Lázaro Cárdenas, 26 de marzo de 2026.- Un estudiante de 15 años asesinó a balazos a dos profesoras la mañana del martes 24 de marzo dentro de la preparatoria Antón Makárenko, ubicada en el centro de esta ciudad portuaria. El adolescente, identificado por la Fiscalía General del Estado como Osmar “N”, ingresó al plantel privado armado con un rifle de asalto AR-15 calibre 5.56 y disparó contra Tatiana Madrigal Bedolla, de 37 años, y Mariana del Rosario Sagrero, de 36, quienes fallecieron en el lugar.

De acuerdo con las autoridades estatales, el joven ocultó el arma, valorada en aproximadamente 17,000 pesos, dentro de un estuche para guitarra. Testigos señalaron que antes de entrar a la escuela compró cigarrillos en una tienda adyacente. Una vez en el interior, el agresor atacó primero a la docente que se encontraba en la recepción y posteriormente avanzó hacia la coordinadora académica, quien estaba detrás de un mostrador. Estudiantes y un empleado lograron someter al atacante y lo ataron con una cuerda hasta la llegada de la policía municipal.

El fiscal de Michoacán, Carlos Torres Piña, confirmó que se trata de un ataque directo y precisó que las investigaciones incluyen el análisis de videos de seguridad y publicaciones en redes sociales realizadas por el menor horas antes del crimen. En dichas plataformas, el estudiante difundió un video posando con el mismo fusil y la vestimenta que utilizó durante la agresión. Además, en su perfil de Instagram aparecía contenido asociado a la comunidad “incel” (célibes involuntarios), grupo conocido por discursos misóginos y antifeministas.

La detención del menor ha detonado un debate nacional respecto a las implicaciones legales del caso.
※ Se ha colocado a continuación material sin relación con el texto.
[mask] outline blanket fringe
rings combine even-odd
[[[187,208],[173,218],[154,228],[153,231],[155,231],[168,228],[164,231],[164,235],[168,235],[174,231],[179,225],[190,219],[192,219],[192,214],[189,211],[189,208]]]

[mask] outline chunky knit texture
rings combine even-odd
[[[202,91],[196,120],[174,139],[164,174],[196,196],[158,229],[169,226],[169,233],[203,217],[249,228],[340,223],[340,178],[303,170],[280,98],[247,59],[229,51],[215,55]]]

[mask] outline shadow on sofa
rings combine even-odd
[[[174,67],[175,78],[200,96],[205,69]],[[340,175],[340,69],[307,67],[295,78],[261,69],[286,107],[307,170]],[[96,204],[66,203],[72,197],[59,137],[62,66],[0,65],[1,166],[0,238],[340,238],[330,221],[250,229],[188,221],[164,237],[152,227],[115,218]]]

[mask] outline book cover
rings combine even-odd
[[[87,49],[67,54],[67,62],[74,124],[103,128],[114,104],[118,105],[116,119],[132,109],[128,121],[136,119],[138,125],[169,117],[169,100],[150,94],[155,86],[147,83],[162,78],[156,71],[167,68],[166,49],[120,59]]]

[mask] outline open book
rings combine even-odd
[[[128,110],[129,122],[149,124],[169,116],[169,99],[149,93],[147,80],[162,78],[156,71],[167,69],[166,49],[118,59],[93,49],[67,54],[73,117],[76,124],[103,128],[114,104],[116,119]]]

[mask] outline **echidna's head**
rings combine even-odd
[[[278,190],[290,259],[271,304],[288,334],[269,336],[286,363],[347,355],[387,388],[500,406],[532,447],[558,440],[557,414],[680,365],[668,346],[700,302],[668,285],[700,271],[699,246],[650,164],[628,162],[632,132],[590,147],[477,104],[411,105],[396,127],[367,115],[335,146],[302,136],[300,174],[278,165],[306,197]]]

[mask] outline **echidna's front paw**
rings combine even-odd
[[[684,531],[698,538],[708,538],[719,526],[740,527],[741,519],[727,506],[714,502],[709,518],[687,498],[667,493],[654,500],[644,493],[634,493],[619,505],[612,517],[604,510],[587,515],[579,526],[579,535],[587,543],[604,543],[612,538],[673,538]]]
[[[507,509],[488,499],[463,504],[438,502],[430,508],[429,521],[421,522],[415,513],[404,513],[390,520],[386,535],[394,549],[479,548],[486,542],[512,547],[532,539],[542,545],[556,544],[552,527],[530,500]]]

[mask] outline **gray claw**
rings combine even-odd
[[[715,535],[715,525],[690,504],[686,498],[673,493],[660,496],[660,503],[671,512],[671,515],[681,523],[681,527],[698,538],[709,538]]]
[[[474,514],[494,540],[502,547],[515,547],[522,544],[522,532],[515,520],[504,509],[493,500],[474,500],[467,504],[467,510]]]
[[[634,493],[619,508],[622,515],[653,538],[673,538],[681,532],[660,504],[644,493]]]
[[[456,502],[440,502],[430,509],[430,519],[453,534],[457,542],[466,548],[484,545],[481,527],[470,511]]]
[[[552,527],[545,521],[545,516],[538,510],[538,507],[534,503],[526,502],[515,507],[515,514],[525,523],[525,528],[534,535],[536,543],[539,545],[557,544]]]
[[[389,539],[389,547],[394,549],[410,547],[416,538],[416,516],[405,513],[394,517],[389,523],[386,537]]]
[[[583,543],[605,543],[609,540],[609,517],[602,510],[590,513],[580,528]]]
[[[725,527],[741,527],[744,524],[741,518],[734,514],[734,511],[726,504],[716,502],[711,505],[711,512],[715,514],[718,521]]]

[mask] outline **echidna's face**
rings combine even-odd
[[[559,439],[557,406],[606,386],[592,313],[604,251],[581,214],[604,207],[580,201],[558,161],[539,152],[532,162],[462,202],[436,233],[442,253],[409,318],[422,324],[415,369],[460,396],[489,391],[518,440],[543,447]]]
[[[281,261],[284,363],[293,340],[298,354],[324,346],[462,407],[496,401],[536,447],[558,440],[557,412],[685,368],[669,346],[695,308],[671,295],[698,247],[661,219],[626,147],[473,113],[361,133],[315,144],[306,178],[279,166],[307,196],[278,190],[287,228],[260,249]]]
Bajo la Ley de Justicia para Adolescentes vigente en México, la sanción máxima aplicable para un imputado de 14 a 15 años es de tres años de internamiento en tratamiento especializado, una pena significativamente menor a los hasta 50 años de prisión que podrían enfrentar adultos por delitos de feminicidio u homicidio calificado.

Ante la gravedad de los hechos, la Secretaría de Educación Pública estatal suspendió las actividades en el plantel y activó protocolos de atención a la comunidad educativa. Mientras la investigación ministerial avanza para determinar el origen del arma y los motivos exactos del ataque, familiares de las víctimas exigen justicia, en un contexto donde la sociedad cuestiona si la legislación actual es suficiente para responder a crímenes de esta magnitud cometidos por menores de edad.